Alex van der Zwaan arrives at Federal District Court in Washington, Tuesday, Feb. 20, 2018. Van der Zwaan has been accused of lying to investigators about his interactions with Rick Gates, who was indicted last year along with Paul Manafort, President Donald Trump’s campaign chairman, on charges of conspiracy to launder money and acting as an unregistered foreign agent. (AP Photo/Susan Walsh)
In February, the special counsel announced that a lawyer named Alex van der Zwaan had been charged with lying to federal agents. Van der Zwaan, the son-in-law of one of the Russian oligarchs and an attorney (or was until he was fired) at the major law firm of Skadden Arps, had worked on some Ukraine related work with Paul Manafort. He subsequently pleaded guilty.
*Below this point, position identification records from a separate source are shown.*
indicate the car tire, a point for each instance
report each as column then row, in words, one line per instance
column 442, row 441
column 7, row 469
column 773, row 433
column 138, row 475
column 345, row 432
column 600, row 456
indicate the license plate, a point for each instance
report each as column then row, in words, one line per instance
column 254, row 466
Today he was sentenced.
A federal judge on Tuesday sentenced Dutch lawyer Alex van der Zwaan to 30 days in prison for lying to federal investigators, according to multiple reports, in the first criminal sentence to result from special counsel Robert Mueller’s investigation.
Van der Zwaan, who was also ordered to pay $20,000 in fines, pleaded guilty in late February to making “materially false, fictitious, and fraudulent statements and representations” to the special counsel’s office and FBI agents.
According to Mueller’s team, Van Der Zwaan worked closely with Manafort and Gates on the report, which defended the handling of Tymoshenko’s trial by the Russia-aligned government of former Ukrainian president Viktor Yanukovych. The State Department criticized the report as a deceptive assessment of the Yanukovych government’s conduct and Mueller’s team has accused Manafort and Gates of funneling $4 million to secretly pay for it.
Skadden, a powerful New York law firm, has said it fired Van Der Zwaan last year and is cooperating with the investigation.
Van Der Zwaan’s precise value to the Mueller investigation remains unclear.
As I’ve said repeatedly about several of Mueller’s arrests, the fact that these people are pleading guilty to lying is a good indicator that they were low-hanging fruit (can I even say that these days?) that Mueller is using to build a body count. A conviction for lying doesn’t make you all that useful as a cooperating witness for obvious reasons: like, you’re a liar.